Bambang mengatakan, untuk kasus yang menjerat Sukran terkait kasus dugaan korupsi dana hibah Pramuka. “Dia disidangkan di Ruang Cakra 3, Kamis kemarin,” ucapnya membenarkan.

Sementara, dalam berkas dakwaan jaksa penuntut umum (JPU) Togap Silalahi, dijelaskan Sukran kembali diadili terkait kasus korupsi dana hibah Gerakan Pramuka Kwartir Cabang Tapanuli Tengah periode anggaran Tahun 2012 sampai dengan 2016.

Disebutkan, terdakwa selaku Ketua Pramuka Kwartir Cabang Tapteng selama tahun 2012 s/d 2016, mendapat sumber dana Pembiayaan Gerakan Pramuka Kwartir Cabang Tapteng dari Dana Hibah APBD Kab.Tapteng dan Dana Bantuan Keuangan dari APBD Propinsi Sumatera Utara melalui Dinas Pemuda dan Olahraga Propinsi Sumatera Utara.

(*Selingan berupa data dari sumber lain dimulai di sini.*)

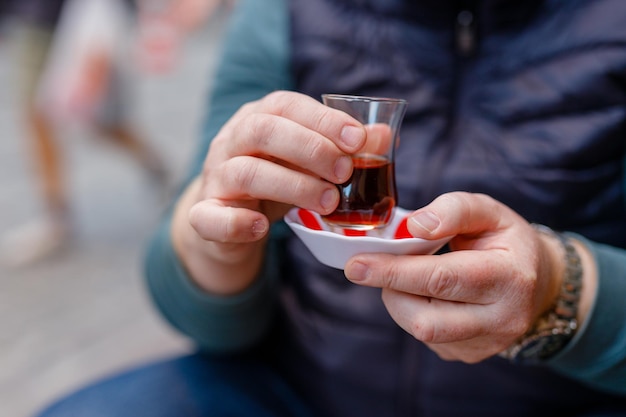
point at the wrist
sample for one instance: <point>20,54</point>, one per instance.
<point>554,329</point>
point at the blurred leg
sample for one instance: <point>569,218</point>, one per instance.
<point>190,386</point>
<point>43,236</point>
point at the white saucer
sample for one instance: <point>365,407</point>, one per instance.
<point>333,246</point>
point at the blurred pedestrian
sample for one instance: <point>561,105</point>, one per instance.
<point>37,23</point>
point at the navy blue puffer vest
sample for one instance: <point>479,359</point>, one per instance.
<point>522,100</point>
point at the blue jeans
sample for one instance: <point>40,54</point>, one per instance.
<point>191,386</point>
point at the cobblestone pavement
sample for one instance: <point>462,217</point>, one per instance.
<point>83,313</point>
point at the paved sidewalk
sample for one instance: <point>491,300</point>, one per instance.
<point>83,313</point>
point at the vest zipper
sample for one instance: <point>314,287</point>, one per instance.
<point>465,33</point>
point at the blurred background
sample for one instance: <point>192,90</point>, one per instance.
<point>80,312</point>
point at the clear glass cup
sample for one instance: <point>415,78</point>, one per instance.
<point>368,198</point>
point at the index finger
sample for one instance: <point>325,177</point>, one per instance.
<point>345,131</point>
<point>467,276</point>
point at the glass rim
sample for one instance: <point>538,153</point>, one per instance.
<point>365,99</point>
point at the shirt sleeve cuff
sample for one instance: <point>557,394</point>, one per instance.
<point>597,353</point>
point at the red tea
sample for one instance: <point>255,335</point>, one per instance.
<point>368,197</point>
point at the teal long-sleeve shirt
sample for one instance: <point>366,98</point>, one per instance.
<point>255,62</point>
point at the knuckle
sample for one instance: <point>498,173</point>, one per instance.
<point>442,282</point>
<point>276,101</point>
<point>243,174</point>
<point>424,332</point>
<point>315,148</point>
<point>260,127</point>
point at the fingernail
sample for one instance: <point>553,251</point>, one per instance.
<point>357,272</point>
<point>351,136</point>
<point>328,199</point>
<point>259,227</point>
<point>343,167</point>
<point>426,220</point>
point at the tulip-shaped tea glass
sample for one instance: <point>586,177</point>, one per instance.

Namun, Gerakan Pramuka Kwartir Tapteng dari tahun 2012 sampai dengan tahun 2016 tidak pernah mengajukan proposal untuk ditampung di APBD Kab. Tapteng setiap tahunnya.

“Tetapi dalam APBD Kabupaten Tapanuli Tengah setiap tahunnya selalu ada alokasi dana hibah untuk Gerakan Pramuka Kwartir Cabang Tapanuli Tengah dari tahun 2012 sampai tahun 2016,” demikian jaksa dalam dakwaannya.

Dari serangakaian kegiatan Pramuka yang berlangsung pada periode 2012 hingga 2016, ternyata sebagian laporan pertanggungjawabannya tidak sesuai dengan yang diajukan dan serta ada kegiatan yang tidak dilaksanakan.

Akibatnya, terdakwa dinilai menyalahgunakan kewenangan, kesempatan atau sarana yang ada padanya karena jabatan atau kedudukan yang dapat merugikan keuangan negara sebesar Rp364.482.000,00 sesuai hasil Audit Penghitungan Kerugian Keuangan Negara oleh Badan Pengawasan Keuangan dan Pembangunan Sumut No: SR-14 PW02/5.2/2020 tanggal 31 Maret 2020.

Jaksa menyebutkan, perbuatan terdakwa sebagaimana diatur dan diancam pidana melanggar Pasal 3 jo. Pasal 18 ayat (1) UU No.31 Tahun 1999 tentang Pemberantasan Tindak Pidana Korupsi sebagaimana telah diubah dengan UU No .20 Tahun 2001 tentang Perubahan atas Undang-undang No. 31 Tahun 1999 tentang Pemberantasan Tindak Pidana Korupsi Jo Pasal 55 ayat (1) ke-1 KUHPidana Jo. Pasal 64 ayat (1) ke-1 KUHPidana. (SB/FS).